Cela dit, et c’est là que vos questions et d’autres similaires peuvent surgir, il est très gratifiant professionnellement, politiquement et financièrement de faire ou d’être vu par les États-Unis comme faisant ce qu’ils veulent. J’ai observé les Britanniques et les 27 pays de l’UE. Les politiciens et les fonctionnaires construisent leur pécule de retraite en favorisant les entreprises américaines au sein du gouvernement et en les rejoignant dès que possible. Ils étaient déjà corrompus, mais l’argent de l’Oncle Sam a stimulé ce processus. Les entreprises et les groupes de réflexion américains paient très bien. Avec des entreprises et des groupes de réflexion américains, c’est comme sortir avec une star hollywoodienne glamour, pas simplement bobonne à ses côtés».

Pour ajouter à cela, d’après mon expérience, des preuves anecdotiques montrent que les Européens de l’establishment considèrent les États-Unis comme plus «dynamiques» et souhaitent que leurs lieux de travail fonctionnent davantage comme ceux des États-Unis.

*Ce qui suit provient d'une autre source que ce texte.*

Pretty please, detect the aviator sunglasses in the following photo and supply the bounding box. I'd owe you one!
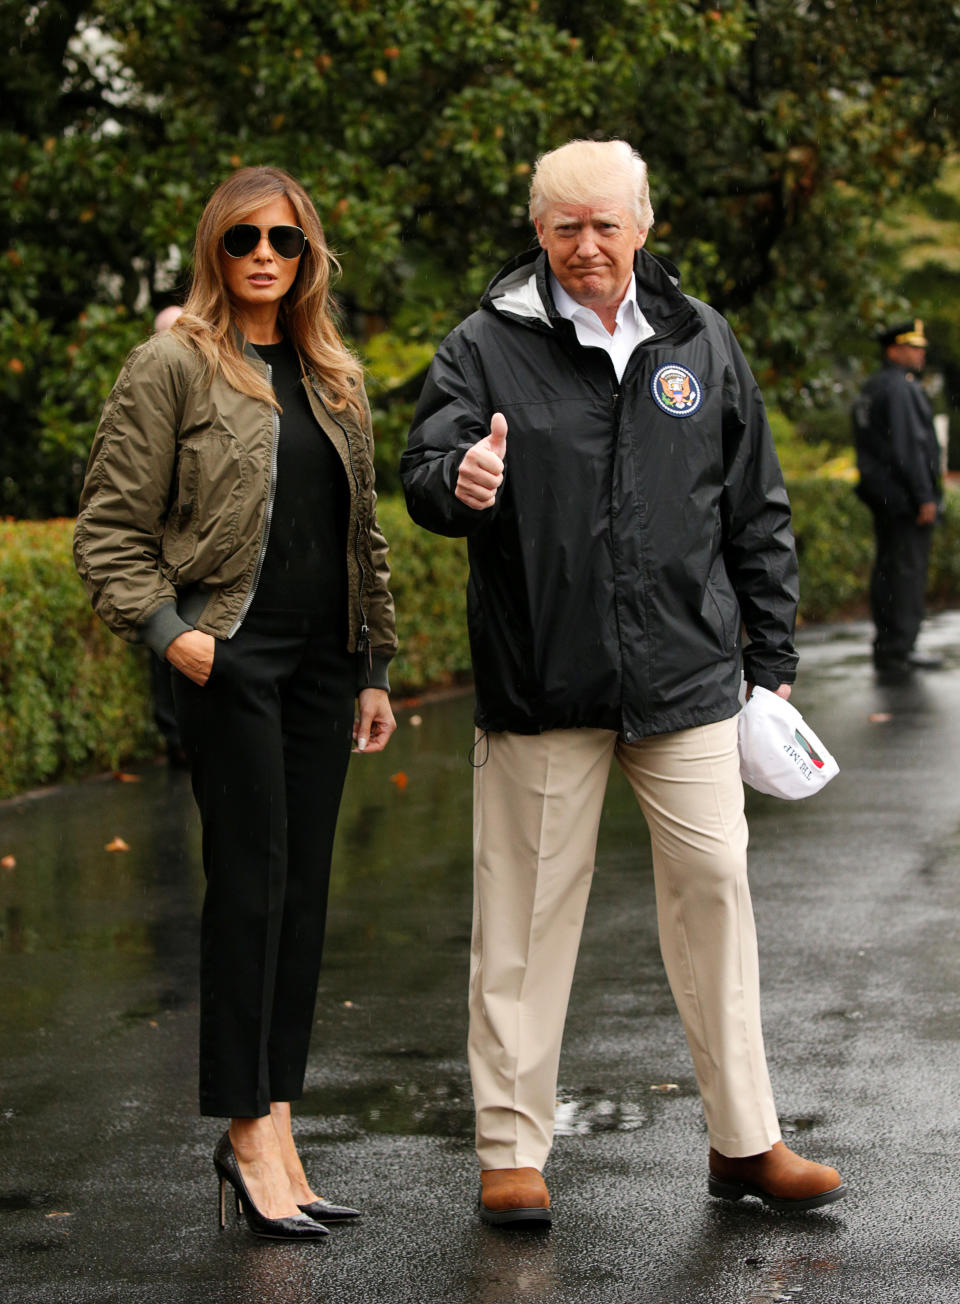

Qu’entendent-ils par dynamique ? En fin de compte, cela signifie moins de protection des travailleurs en échange de salaires potentiellement plus élevés pour les travailleurs hautement qualifiés comme eux. Beaucoup connaissent bien les États-Unis pour y avoir étudié pendant au moins un semestre et considèrent que les États-Unis offrent beaucoup plus d’opportunités d’emploi bien rémunérés, car il est plus facile aux États-Unis de se débarrasser de l’ancien et d’introduire du nouveau. Les salaires sont également plus élevés aux États-Unis – pas seulement pour les PDG, mais les emplois «qualifiés» et bien rémunérés ont tendance à être plus élevés qu’en Europe, où les conventions collectives entre syndicats et employeurs sont souvent utilisées pour fixer les salaires.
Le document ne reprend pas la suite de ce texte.